Obfuscation


The issue of obfuscation and decompiling .NET code comes up on a fairly regular basis, so I thought I’d explore it in some more depth, and try to address some of the common questions that arise.


 


This is not a new issue or topic – since the first high level compilers existed, people have explored the ideas of reverse engineering programs to reveal the source code. Back in the 1980s I used to program in C, and one of the languages nice features was the predictable way it generated assembly code based on the C source code, which made it possible to write high level language code, yet still steel feel in control of the assembly it generated. As newer programming languages introduced ever greater levels of abstractions, the mapping has become more complex, so decompiling an .exe file from a modern language is a non trivial task. (Open an .exe in the debug editor and try to make sense of it, if you doubt this)


 


In contrast to this, .NET assemblies carry with them a lot of metadata, which affords the runtime a number of important benefits, but as a side effect, makes them easier to decompile and discover the original intent of the programmer. The good news though is that this is a well understood issue, and it can be relatively easily addressed.


 


There are two really good articles that I urge you to read to better understand this topic. The first is a very readable MSDN Magazine article “Thwart Reverse Engineering of Your Visual Basic .NET or C# Code”, and the other is the Visual Studio documentation on MSDN “Goals of Obfuscation” (written by PreEmptive Solutions, who wrote the Obfuscator in Visual Studio 2003). Together these two articles should answer most of your questions.


 


I love the analogy based on food in the MSDN article, likening obfuscation to putting a six course meal into a blender, so no once can identify the ingredients, whilst still delivering those contents to the recipient – not a strict computer analogy, but a nice one just the same!


 


One of the common questions is – why is .NET assembly code encrypted instead of obfuscated? The MSDN article addresses this nicely “You could encrypt .NET assemblies to make them completely unreadable. However, this methodology suffers from a classic dilemma—since the runtime must execute unencrypted code, the decryption key must be kept with the encrypted program. Therefore, an automated utility could be created to recover the key, decrypt the code, and then write out the IL to disk in its original form. Once that happens, the program is fully exposed to decompilation.”


 


Another common question is “shouldn’t the code be obfuscated by default?”. The danger of default obfuscation is that someone would crack whatever algorithm was used, and publish a decompiler tuned to that, so the apparent safety of the default solution would turn out to be deceptive.
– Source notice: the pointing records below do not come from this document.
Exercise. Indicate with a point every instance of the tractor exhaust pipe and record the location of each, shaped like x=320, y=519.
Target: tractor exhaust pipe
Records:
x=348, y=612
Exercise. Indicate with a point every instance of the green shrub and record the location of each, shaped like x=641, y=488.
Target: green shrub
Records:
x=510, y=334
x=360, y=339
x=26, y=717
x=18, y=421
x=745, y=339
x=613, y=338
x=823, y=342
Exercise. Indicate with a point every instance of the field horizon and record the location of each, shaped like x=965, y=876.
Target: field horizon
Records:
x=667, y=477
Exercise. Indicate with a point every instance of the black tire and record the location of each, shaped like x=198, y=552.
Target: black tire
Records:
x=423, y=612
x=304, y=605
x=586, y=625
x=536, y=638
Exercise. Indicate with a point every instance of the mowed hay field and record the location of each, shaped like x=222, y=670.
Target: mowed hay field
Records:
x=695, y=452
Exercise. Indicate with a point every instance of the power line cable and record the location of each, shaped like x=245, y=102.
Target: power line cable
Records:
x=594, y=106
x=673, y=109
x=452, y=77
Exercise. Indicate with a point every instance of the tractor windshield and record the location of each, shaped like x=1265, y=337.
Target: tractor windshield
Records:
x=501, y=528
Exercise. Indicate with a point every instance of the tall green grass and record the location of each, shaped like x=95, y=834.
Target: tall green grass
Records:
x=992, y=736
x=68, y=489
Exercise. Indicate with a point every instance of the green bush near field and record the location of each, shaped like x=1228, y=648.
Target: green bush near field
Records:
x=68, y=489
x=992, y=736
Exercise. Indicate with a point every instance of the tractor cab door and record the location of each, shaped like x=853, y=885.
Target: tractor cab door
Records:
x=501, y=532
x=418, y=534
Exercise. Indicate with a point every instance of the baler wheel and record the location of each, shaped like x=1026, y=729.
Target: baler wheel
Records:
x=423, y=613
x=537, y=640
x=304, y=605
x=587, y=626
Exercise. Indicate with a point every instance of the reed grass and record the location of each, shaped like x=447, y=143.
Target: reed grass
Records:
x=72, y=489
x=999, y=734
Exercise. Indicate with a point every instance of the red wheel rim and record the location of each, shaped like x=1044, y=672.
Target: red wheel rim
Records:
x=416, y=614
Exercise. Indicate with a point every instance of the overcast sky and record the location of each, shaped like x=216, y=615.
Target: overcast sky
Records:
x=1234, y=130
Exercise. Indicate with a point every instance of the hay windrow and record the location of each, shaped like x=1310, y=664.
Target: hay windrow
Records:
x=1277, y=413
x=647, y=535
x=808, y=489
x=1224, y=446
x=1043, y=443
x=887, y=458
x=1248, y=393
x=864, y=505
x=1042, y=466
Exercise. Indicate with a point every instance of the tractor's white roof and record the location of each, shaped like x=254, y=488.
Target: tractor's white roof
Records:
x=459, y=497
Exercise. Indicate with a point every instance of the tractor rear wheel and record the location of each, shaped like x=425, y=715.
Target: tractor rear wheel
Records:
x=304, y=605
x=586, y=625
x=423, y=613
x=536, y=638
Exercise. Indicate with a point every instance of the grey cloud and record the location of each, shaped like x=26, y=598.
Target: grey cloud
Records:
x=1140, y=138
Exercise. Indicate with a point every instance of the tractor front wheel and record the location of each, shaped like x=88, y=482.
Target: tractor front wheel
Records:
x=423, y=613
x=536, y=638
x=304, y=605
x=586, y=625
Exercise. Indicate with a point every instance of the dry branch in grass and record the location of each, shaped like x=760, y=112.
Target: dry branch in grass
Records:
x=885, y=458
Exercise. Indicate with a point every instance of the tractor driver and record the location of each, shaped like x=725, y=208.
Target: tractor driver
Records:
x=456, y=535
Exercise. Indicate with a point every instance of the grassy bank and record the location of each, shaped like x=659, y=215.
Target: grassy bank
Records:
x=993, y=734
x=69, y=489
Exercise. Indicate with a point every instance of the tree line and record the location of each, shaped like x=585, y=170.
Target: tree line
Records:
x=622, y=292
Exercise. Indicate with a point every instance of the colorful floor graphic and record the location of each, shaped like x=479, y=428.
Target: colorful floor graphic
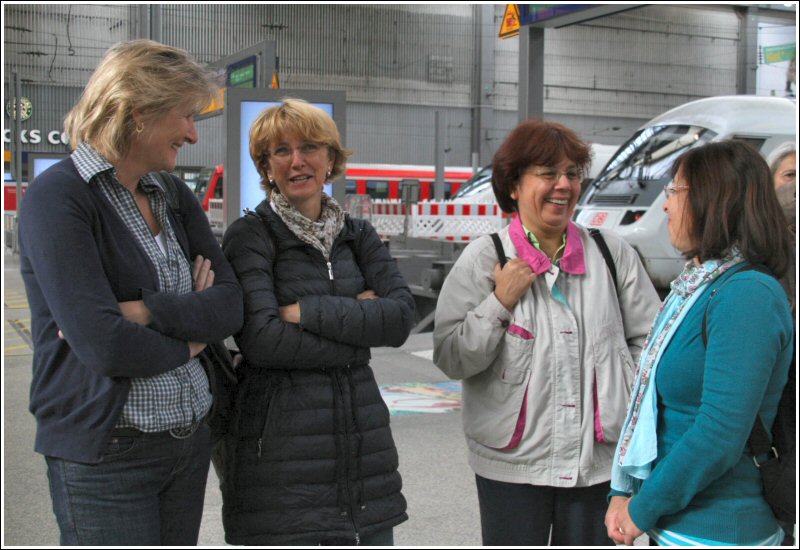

It’s better to decouple the obfuscation process, and have an after-market of ISV’s whose focus it is to create ever smarter obfuscators, keeping ahead of the decompiler writers. PreEmptive, for example, have a range of offerings, each with different capabilities.


 


Most people who are interested in obfuscation tend to do so for a number of specific reasons. Firstly, the code implements some form of copy protection (such as checking the presence of a CD, requiring a registration number, etc) where if the relevant algorithm could be decoded, it would be possible to bypass the copy protection. Another is the code utilises some Intellectual Property (IP) that needs to be kept secret, and which is core to the way the program works. A slightly different variant is the software handles sensitive information (such as financial, personal, etc) where it might be possible to create a hack or spoof the system if details of the way the information is handled could be decoded. The final one, and perhaps the most common, is people just plain don’t want others to see inside their code, just as a general thing, rather than any of the other factors. Given some of the poor code I have seen over the years, it may be just to avoid embarrassment !


Comments (5)

  1. denny says:

    In the end In see all forms of "copy protection" and the like as silly …

    in the end If someone wants to work out how you did "it" they can and will.

    all we are doing is making it more difficult to get back the source lines and comments.

    IMHO way to often developers and businesses spend way to much cash on the effort with minimal returns…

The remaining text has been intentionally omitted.